I have created a sub folder on a windows splunk indexer in which each night a sub directory named for today's date with several files gets copied from a source for indexing & subsequent deleting. There is no whitelist/blacklist applied, everything in this folder goes into the same index, same source type, etc. Simple batch input. My issue is certain files are not being indexed and deleted. They tend to be the bigger ones. Is it possible the file isn't done writing when splunk tried to index it and it gives up or something? I can't fathom why some files work and some don't. The data does not get indexed for the files that are not deleted.
Please accept your own answer so this is marked as resolved.
I'd appreciate an ELI5 regarding the statement in the accepted answer: "batch input, even though destructive, still recognizes crcSalt of files that aren't there."

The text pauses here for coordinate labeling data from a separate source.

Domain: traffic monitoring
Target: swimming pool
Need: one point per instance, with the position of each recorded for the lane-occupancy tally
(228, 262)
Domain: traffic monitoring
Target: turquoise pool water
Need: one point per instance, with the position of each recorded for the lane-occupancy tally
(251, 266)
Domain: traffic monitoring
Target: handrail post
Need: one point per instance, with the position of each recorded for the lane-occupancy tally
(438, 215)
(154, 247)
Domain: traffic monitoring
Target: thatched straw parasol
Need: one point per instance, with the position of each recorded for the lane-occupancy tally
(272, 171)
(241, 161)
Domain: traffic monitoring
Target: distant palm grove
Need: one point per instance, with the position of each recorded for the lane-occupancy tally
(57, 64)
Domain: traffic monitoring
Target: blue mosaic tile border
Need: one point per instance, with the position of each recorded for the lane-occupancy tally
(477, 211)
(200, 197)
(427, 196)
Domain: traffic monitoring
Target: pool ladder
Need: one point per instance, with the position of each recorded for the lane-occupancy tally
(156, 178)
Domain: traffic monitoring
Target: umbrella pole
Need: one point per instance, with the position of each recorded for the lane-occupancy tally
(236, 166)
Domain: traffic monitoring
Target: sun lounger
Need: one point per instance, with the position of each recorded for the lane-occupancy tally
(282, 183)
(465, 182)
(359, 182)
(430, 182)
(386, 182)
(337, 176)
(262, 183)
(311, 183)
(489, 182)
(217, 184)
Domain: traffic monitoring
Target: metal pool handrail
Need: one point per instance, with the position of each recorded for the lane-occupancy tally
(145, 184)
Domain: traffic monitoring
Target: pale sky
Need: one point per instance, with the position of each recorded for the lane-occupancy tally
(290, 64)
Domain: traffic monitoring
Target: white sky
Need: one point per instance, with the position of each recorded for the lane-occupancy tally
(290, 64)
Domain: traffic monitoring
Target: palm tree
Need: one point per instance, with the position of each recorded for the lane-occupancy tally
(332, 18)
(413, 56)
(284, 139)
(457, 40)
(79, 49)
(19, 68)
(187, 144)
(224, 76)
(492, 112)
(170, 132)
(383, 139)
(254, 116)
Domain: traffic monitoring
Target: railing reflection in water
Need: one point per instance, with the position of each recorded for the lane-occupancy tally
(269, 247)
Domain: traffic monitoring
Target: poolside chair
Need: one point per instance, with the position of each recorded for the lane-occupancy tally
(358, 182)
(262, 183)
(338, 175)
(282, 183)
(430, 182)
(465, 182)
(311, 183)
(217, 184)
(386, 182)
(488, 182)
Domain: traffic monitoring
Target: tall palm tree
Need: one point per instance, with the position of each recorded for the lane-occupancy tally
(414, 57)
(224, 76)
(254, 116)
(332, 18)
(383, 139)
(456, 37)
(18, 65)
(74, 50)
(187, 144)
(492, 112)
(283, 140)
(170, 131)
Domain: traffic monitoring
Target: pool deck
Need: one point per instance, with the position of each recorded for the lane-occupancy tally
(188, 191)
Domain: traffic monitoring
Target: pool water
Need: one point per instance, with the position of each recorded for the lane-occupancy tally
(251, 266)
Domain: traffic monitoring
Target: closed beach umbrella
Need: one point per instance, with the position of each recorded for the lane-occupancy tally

I've inherited a similar situation where batch input won't delete certain files. I suspected it has something to do with the initCrcLength parameter, but I'm having a hard time grasping how that setting works with batch.
[batch:///opt/sbox/data/Proxies/] move_policy = sinkhole disabled = false index = iron_proxy sourcetype = cisco:wsa:squid host_regex = \/opt\/sbox\/data\/Proxies\/(\w+) initCrcLength = 1048576
The crc check works the same way in batch files as in normal files (as far as I know).
Therefore the initCrcLength would be the number of bytes to read from the file to run the checksum on.
You could also use the props.conf to change your checksum method (CHECK_METHOD) or add a crcSalt if the file names are unique.